Миша Сергеев
Купола
Современная Москва и средневековый Рим. А ещё Моцарт! И только читатель волен решить, родится ли из этого микса любовь.
Кабинет редактора был очень новорусским – красное дерево, обитое кожей, ковер с жемчужным отливом, камин… Каминные часы, стоявшие в окружении вычурных канделябров в стиле Наполеона III заиграли «Маленькую ночную серенаду». А потом застучали молоточки. После десятого удара хозяин кабинета оторвался от рукописи и наконец-то поднял прикрытые очками с затемненными стеклами глаза.
- Вы пунктуальны, молодой человек. Приятно. Сергей Орестович Куров? Я не ошибаюсь?
- Не ошибаетесь.
- А чего Вы стоите, присаживайтесь – редактор указал на стул. А я вот еще раз Вашу пьесу просматриваю. Не без удовольствия просматриваю, заметьте. Начну с конца – напечатать Вашу пьесу мы, к сожалению, не можем.
- А зачем же Вы тогда меня пригласили? Могли передать рукопись через секретаря.
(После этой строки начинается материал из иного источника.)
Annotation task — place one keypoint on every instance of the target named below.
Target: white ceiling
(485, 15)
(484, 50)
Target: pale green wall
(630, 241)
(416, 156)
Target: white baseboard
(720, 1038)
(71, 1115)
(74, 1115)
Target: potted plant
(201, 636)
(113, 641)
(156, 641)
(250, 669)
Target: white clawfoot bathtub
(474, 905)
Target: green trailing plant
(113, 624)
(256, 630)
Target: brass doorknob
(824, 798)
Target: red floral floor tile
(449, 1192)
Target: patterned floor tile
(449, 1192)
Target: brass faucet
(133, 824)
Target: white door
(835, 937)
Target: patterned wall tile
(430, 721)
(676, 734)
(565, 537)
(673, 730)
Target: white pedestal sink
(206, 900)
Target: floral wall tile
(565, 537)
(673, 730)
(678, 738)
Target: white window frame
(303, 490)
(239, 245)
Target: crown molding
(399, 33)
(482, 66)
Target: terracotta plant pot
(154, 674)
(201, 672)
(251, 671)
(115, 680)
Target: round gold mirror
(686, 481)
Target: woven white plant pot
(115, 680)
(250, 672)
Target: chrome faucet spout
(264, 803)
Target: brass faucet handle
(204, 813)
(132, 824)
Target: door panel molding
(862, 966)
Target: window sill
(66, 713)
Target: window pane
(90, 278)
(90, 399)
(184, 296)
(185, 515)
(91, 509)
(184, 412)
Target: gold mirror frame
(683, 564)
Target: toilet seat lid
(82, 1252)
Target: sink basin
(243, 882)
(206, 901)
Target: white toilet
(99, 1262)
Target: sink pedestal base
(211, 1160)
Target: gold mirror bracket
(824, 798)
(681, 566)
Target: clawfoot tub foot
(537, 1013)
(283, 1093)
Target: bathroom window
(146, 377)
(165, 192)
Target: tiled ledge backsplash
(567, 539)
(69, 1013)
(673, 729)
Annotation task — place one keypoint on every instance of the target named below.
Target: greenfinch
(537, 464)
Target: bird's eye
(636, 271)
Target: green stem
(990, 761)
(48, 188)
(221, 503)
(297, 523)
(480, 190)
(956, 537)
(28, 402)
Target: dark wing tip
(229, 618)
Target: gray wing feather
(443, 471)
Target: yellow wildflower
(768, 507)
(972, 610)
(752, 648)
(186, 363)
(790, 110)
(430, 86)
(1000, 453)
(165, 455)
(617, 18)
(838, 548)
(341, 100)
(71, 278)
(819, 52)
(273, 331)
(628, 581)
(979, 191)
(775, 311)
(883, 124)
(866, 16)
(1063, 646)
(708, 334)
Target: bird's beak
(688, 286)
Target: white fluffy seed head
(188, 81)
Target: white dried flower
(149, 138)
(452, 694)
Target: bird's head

- Терпение, молодой человек, терпение. Напечатать в том виде, в котором она написана, не можем. Но если Вы внесете кое-какие правки, то редколлегия готова вернуться к рассмотрению вопроса.
Повисла пауза. Куров смотрел в окно. Серое московское небо и мелкий осенний дождик напоминали родной Питер. Вот только видневшаяся часть ненавистного здания на Малой Лубянке возвращала в реальность: Москва- не Питер. Да что Москва, уже и Питер не Питер. Самодур Петр не только дворцы в Петергофе строил, но и очень увлекался лубянскими тайными канцеляриями. И при этом считается Великим! Или это часть русской натуры – чем больше правитель самодур, тем больше великий?
- А пригласил, потому что Ваш взгляд на отношения художника и власти показался мне интересным. Вы же не из тех 77,5%, которые регулярно голосуют «за»?
- Не из тех.
- Но Вы, как человек образованный, должны относиться к ним снисходительно и с сочувствием. Люди тяжело работают, мало зарабатывают, телевизор смотрят… Вот у Вас в финале, кстати, очень удачном, горящий купол опускается на прохожих, а когда догорает, они оказываются как бы в металлической клетке. И Микеланджело из окошка своей тюрьмы видит, как лучшее творение его жизни тоже оказывается тюрьмой. Мысль о том, что власть манипулирует гениями для помощи в построении тюрем, показалась мне не избитой. Кстати, я три дня назад вернулся из Рима и могу Вас заверить - Купол на месте!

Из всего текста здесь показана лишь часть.